两阶段GPU内核调优器：融合语义重构与基于搜索的优化 (A Two-Stage GPU Kernel Tuner Combining Semantic Refactoring and Search-Based Optimization)

GPU code optimization is a key performance bottleneck for HPC workloads as well as large-model training and inference. Although compiler optimizations and hand-written kernels can partially alleviate this issue, achieving near-hardware-limit performance still relies heavily on manual code refactoring and parameter tuning. Recent progress in LLM-agent-based kernel generation and optimization has been reported, yet many approaches primarily focus on direct code rewriting, where parameter choices are often implicit and hard to control, or require human intervention, leading to unstable performance gains. This paper introduces a template-based rewriting layer on top of an agent-driven iterative loop: kernels are semantically refactored into explicitly parameterizable templates, and template parameters are then optimized via search-based autotuning, yielding more stable and higher-quality speedups. Experiments on a set of real-world kernels demonstrate speedups exceeding 3x in the best case. We extract representative CUDA kernels from SGLang as evaluation targets; the proposed agentic tuner iteratively performs templating, testing, analysis, and planning, and leverages profiling feedback to execute constrained parameter search under hardware resource limits. Compared to agent-only direct rewriting, the template-plus-search design significantly reduces the randomness of iterative optimization, making the process more interpretable and enabling a more systematic approach toward high-performance configurations. The proposed method can be further extended to OpenCL, HIP, and other backends to deliver automated performance optimization for real production workloads.

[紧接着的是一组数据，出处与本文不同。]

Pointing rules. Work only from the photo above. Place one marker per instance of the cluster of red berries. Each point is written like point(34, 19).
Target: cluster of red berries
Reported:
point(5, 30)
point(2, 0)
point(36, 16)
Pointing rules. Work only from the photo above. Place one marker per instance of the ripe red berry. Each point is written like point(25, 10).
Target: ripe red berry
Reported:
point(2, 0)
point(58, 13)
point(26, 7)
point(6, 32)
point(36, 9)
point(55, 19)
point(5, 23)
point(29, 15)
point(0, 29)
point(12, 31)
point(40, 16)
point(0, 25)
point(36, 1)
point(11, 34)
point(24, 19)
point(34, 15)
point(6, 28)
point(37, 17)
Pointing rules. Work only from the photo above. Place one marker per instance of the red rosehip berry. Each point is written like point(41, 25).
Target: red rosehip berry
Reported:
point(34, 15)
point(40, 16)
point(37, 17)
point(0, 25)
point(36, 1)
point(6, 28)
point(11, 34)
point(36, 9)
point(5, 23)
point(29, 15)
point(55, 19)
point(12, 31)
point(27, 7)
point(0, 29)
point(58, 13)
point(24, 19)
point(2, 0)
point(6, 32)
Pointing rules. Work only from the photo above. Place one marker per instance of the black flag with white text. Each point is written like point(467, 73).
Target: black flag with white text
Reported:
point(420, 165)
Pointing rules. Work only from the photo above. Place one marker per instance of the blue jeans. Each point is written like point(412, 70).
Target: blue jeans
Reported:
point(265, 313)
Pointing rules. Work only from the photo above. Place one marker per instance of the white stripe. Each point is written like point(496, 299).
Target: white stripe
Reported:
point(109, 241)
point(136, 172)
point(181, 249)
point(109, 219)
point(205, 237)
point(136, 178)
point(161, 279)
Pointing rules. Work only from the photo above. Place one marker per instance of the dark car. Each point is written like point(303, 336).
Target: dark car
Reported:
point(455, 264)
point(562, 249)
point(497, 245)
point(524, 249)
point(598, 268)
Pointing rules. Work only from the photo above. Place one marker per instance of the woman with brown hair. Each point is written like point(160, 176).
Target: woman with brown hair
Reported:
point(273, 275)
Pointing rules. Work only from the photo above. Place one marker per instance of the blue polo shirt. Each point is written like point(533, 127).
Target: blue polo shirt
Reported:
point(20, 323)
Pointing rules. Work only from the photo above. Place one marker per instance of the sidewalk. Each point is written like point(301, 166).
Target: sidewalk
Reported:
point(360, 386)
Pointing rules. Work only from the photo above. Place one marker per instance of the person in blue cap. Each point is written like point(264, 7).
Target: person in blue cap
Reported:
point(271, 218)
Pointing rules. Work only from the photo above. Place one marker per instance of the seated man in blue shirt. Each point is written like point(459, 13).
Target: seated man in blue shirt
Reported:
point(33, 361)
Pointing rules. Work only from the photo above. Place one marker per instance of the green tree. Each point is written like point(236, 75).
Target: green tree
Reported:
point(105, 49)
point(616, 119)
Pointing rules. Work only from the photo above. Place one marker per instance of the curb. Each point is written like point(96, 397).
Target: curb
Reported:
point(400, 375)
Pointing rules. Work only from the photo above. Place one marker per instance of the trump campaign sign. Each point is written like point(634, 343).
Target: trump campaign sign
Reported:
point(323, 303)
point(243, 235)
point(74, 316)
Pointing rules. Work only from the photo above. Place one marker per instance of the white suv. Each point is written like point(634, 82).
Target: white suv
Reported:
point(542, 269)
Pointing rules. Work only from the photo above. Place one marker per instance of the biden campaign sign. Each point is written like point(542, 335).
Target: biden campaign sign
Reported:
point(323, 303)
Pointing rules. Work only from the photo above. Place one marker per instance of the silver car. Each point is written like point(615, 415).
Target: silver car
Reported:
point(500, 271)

翻译：GPU代码优化是高性能计算负载以及大模型训练与推理的关键性能瓶颈。尽管编译器优化与手写内核能够部分缓解此问题，但实现接近硬件极限的性能仍严重依赖手动代码重构与参数调优。近期基于LLM智能体的内核生成与优化研究已取得进展，然而许多方法主要聚焦于直接代码重写，其中参数选择往往隐含且难以控制，或需要人工干预，导致性能提升不稳定。本文在智能体驱动的迭代循环之上引入基于模板的重写层：内核经语义重构转化为显式可参数化的模板，随后通过基于搜索的自动调优对模板参数进行优化，从而获得更稳定且更高质量的加速效果。在一组真实场景内核上的实验表明，最佳情况下加速比可超过3倍。我们从SGLang中提取代表性CUDA内核作为评估对象；所提出的智能体调优器迭代执行模板化、测试、分析与规划，并利用性能剖析反馈在硬件资源限制下执行约束参数搜索。与仅依赖智能体的直接重写相比，模板加搜索的设计显著降低了迭代优化的随机性，使过程更具可解释性，并为实现高性能配置提供了更系统化的途径。该方法可进一步扩展至OpenCL、HIP及其他后端，为实际生产负载提供自动化性能优化。